D'un autre côté, la valse des étiquettes aura déjà commencé.
La TVA ayant augmenté de 3 points, le fleuriste, peu féru d'arithmétique exacte, et copiant placidement l'attitude de ses concurrents, aura mis une nouvelle étiquette sur le pot de fleur. Passant son prix à 19€, puis à 20€ ou 22€, selon les éléments psychologiques accompagnant l'effet dévastateur de l’augmentation globale des prix.
Trois mois plus tard, un ingénieux petit patron chinois, que nous appellerons Mr Tchang, entre en scène.
Ayant construit brillamment un clone de la machine Allemande, il décide sereinement d'envahir le marché Européen de ses pots de fleur façon "peint à la main".
Le prix de revient de chaque pot de fleur, amortissement de la machine, expédition, taxes douanières, et salaire de l'ouvrier contrôlant la machine inclus, est de 1.5$.

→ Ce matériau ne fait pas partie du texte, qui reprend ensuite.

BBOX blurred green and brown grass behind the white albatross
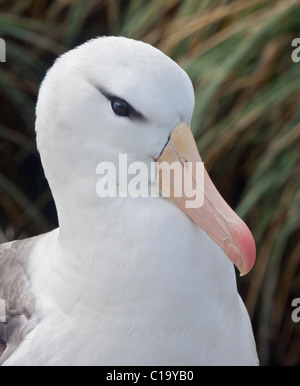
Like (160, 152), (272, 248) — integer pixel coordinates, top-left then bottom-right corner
(0, 0), (300, 365)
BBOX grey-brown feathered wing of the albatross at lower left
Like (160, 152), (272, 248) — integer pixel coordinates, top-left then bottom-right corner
(0, 237), (37, 365)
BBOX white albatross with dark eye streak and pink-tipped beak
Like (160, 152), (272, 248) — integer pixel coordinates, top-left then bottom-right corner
(0, 37), (258, 366)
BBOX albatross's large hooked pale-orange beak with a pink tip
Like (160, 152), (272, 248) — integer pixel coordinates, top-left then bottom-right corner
(156, 123), (256, 276)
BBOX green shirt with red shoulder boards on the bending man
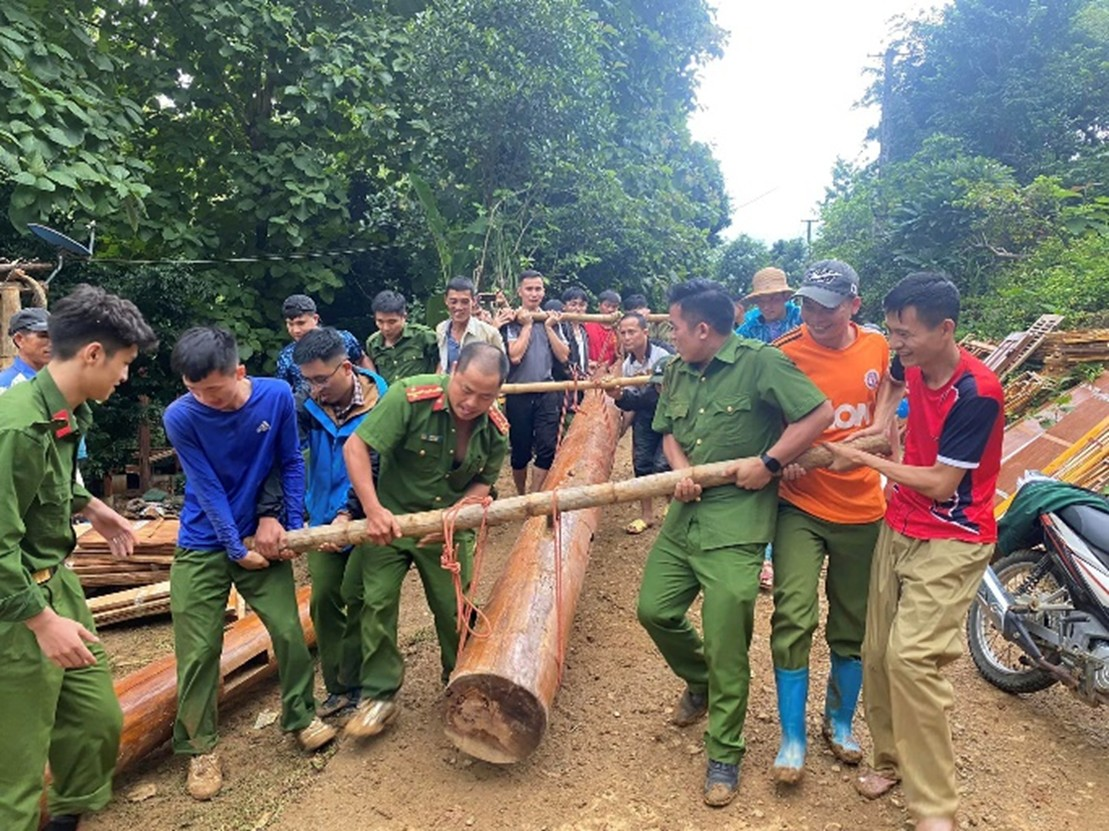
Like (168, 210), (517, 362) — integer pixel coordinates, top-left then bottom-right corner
(355, 375), (508, 514)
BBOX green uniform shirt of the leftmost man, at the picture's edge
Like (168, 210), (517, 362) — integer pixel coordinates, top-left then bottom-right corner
(0, 367), (92, 621)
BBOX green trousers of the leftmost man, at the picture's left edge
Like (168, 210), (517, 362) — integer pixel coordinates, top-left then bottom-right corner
(0, 567), (123, 831)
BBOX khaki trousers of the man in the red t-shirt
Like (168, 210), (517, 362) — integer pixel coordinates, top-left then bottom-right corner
(863, 523), (994, 818)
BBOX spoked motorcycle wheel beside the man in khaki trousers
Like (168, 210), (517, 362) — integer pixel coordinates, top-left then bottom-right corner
(967, 550), (1059, 693)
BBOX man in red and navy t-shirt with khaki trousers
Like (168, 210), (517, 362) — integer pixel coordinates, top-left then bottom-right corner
(827, 272), (1005, 831)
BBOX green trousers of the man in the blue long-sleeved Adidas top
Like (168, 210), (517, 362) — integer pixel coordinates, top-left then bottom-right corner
(170, 548), (316, 756)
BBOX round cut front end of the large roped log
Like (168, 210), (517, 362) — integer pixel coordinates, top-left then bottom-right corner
(444, 673), (547, 764)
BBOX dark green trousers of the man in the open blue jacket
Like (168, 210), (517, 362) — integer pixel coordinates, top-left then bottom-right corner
(308, 549), (362, 695)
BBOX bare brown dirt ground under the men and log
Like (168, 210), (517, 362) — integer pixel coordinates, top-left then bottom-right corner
(82, 439), (1109, 831)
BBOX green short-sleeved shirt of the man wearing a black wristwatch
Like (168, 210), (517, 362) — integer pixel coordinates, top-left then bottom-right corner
(651, 334), (825, 549)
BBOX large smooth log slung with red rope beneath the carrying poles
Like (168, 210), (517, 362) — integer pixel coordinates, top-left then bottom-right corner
(446, 396), (620, 764)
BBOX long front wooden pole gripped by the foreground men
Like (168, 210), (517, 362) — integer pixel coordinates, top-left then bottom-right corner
(268, 430), (889, 554)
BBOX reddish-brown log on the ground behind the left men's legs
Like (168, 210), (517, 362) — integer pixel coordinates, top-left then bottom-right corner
(115, 587), (316, 773)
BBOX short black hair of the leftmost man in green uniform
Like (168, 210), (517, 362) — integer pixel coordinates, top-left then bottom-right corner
(48, 283), (157, 361)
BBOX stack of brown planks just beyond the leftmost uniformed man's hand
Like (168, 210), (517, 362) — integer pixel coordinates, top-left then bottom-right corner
(69, 519), (179, 588)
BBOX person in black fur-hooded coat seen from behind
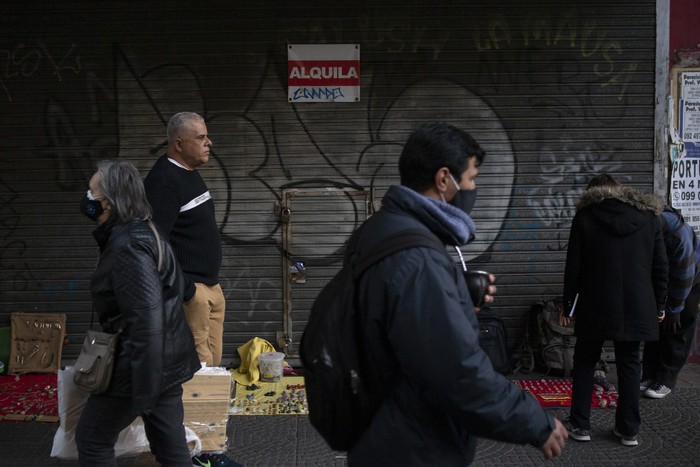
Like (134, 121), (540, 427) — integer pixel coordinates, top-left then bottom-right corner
(564, 174), (668, 446)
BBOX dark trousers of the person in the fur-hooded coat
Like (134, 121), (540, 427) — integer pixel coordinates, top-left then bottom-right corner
(570, 337), (642, 436)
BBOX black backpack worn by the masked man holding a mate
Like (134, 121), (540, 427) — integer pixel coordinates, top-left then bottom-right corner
(299, 229), (442, 451)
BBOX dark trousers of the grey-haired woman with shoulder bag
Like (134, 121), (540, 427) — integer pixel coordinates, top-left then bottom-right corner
(75, 385), (192, 467)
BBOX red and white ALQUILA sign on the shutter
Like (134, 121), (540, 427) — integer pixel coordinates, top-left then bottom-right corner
(287, 44), (360, 103)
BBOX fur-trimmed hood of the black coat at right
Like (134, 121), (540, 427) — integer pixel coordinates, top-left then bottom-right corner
(576, 186), (664, 236)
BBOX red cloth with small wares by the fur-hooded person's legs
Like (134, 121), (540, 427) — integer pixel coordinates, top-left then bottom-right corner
(513, 378), (617, 407)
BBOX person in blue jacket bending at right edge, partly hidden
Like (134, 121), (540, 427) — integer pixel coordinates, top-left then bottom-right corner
(639, 206), (700, 399)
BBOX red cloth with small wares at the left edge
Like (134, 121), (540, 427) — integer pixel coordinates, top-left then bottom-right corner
(0, 373), (58, 422)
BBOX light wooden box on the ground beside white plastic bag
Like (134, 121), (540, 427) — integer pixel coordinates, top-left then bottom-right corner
(182, 368), (232, 451)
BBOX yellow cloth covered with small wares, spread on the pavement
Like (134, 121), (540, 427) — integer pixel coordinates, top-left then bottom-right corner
(229, 376), (309, 415)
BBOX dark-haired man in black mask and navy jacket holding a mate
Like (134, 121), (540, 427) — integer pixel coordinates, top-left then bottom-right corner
(348, 123), (567, 466)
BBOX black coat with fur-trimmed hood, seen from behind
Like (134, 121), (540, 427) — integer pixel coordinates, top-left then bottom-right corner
(564, 186), (668, 341)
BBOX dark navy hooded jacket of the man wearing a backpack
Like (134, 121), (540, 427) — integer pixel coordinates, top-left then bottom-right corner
(348, 187), (553, 466)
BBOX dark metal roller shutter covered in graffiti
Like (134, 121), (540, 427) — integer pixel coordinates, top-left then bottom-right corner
(0, 0), (656, 366)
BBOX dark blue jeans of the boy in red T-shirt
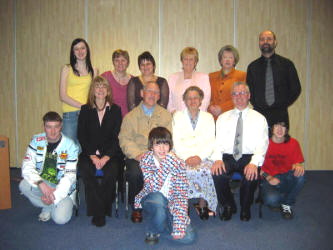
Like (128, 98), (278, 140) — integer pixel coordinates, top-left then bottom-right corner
(262, 171), (305, 207)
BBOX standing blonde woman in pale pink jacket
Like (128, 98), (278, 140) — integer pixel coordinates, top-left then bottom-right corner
(168, 47), (211, 113)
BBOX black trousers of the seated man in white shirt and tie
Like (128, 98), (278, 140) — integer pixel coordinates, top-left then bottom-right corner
(213, 154), (258, 209)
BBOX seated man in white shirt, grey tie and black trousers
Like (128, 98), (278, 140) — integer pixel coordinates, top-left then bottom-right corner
(211, 82), (268, 221)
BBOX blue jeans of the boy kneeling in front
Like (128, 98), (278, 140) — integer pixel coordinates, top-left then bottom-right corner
(141, 192), (196, 244)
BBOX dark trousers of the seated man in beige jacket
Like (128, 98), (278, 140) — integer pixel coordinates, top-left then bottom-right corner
(125, 159), (143, 208)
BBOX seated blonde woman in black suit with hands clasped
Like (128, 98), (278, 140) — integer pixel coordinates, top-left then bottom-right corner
(78, 76), (122, 226)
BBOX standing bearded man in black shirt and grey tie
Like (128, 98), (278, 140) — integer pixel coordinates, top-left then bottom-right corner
(246, 30), (301, 127)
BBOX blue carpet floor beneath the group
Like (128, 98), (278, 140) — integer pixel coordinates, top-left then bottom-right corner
(0, 169), (333, 250)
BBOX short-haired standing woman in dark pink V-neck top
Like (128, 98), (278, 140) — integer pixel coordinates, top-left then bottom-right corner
(102, 49), (132, 117)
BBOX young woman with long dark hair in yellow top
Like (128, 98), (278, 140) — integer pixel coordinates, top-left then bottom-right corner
(60, 38), (98, 143)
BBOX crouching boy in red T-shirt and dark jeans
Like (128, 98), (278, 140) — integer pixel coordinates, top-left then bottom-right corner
(261, 122), (304, 219)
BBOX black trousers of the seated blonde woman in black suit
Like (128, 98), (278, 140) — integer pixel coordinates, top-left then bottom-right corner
(79, 156), (121, 216)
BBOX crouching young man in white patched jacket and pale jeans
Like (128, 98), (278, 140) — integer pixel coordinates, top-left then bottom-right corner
(19, 112), (79, 224)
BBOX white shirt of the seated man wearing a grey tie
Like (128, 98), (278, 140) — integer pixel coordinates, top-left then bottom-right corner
(212, 107), (268, 166)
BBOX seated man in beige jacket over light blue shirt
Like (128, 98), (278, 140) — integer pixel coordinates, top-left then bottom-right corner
(119, 82), (172, 223)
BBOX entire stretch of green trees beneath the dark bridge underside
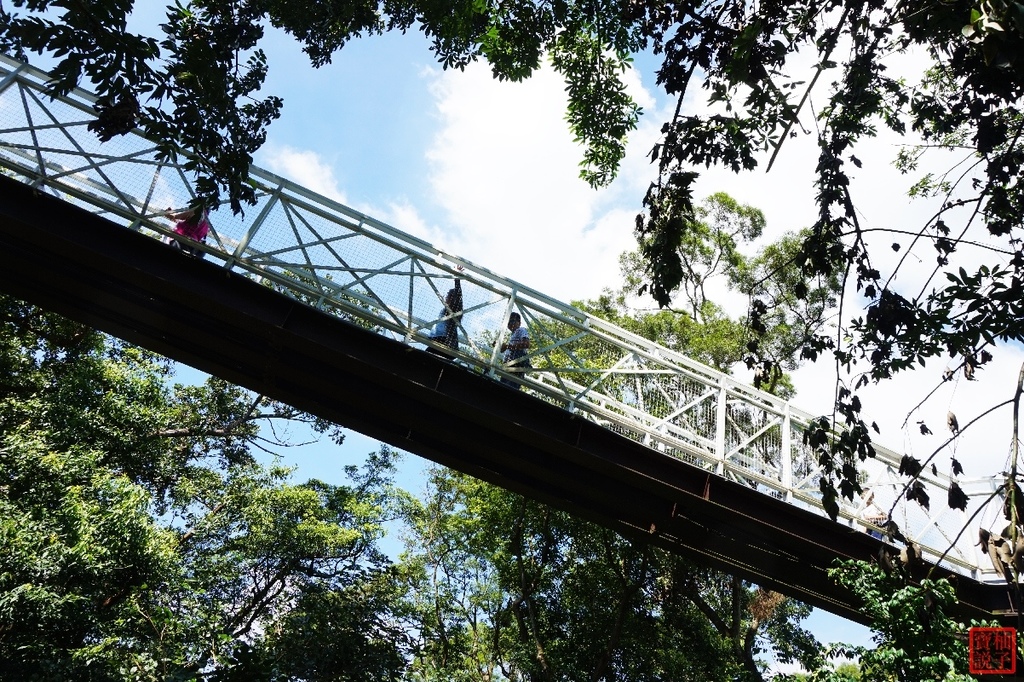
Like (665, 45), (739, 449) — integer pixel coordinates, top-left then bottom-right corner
(0, 280), (839, 682)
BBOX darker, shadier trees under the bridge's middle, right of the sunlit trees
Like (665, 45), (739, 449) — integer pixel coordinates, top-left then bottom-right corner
(406, 454), (820, 682)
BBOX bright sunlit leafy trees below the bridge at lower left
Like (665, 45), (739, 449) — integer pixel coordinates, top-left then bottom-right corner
(0, 297), (409, 682)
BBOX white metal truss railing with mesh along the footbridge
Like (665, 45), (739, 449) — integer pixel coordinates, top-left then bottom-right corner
(0, 56), (999, 580)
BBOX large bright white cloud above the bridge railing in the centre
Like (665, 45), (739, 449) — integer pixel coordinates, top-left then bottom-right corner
(427, 60), (667, 300)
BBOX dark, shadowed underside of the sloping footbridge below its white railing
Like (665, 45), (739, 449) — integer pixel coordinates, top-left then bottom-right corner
(0, 177), (1016, 624)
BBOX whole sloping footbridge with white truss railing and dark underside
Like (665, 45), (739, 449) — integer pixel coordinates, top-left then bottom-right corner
(0, 56), (1017, 621)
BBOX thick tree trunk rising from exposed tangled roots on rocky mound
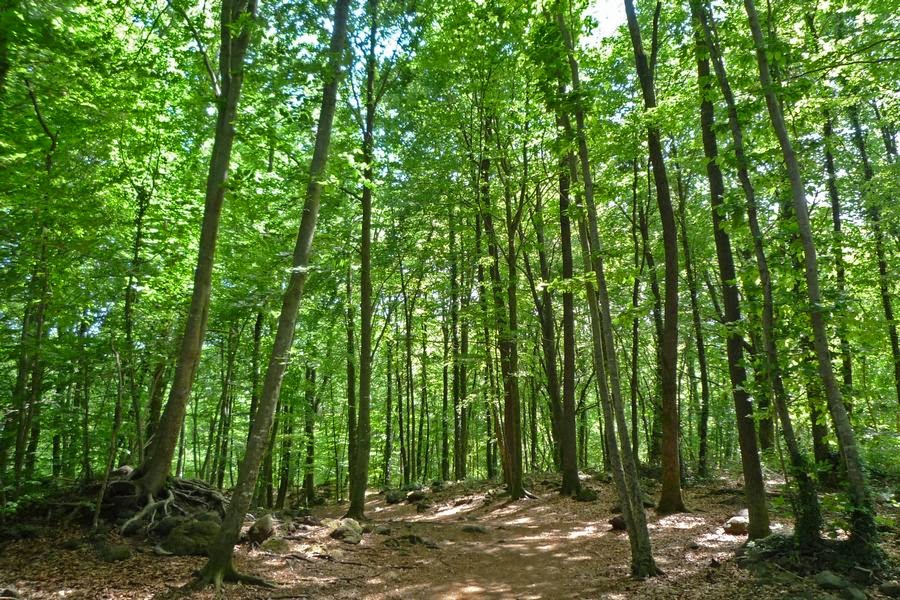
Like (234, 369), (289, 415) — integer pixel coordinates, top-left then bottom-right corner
(135, 0), (256, 496)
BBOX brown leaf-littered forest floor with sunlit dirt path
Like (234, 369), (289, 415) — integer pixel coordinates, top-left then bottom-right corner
(0, 478), (900, 600)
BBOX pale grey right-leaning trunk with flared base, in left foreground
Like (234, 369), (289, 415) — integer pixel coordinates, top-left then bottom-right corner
(200, 0), (350, 587)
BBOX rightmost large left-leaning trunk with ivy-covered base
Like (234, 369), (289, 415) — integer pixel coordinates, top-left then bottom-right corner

Ne connaissant pas bien notre langue maternelle, et peu à l'aise dans le métier de grossiste, Monsieur Tchang décide de contacter Monsieur Floradeko.
La suite de l'histoire, vous la connaissez par coeur...
Probable petit bilan un an plus tard :
- Mr Floradeko est très content, et il a décidé de se mettre à apprendre le chinois.
- Mr Tchang va bientôt commercialiser des machines en kit permettant aux fleuristes de peindre leurs pots eux-mêmes, avec le soutien de la fédération des fleuristes qui assurera la formation.
- Josette est bientôt à la fin de ses allocations chômage, et galère pour trouver un stage pour les seniors à moins de 200km de chez elle.
- Les pots de fleur peints à la main sont maintenant à 30€, mais ils sont devenus très à la mode, et on en trouve même avec la tour Effel, et qui font radio-réveil.
-
Notre cher président doit faire bientôt un discours présentant le formidable intérêt de la TVA sociale, et de la nécessité d'en renforcer le dispositif...
Petite fable macro-économique rédigée sans aucune aménité bien sûr vis à vis de cette merveilleuse profession de fleuriste.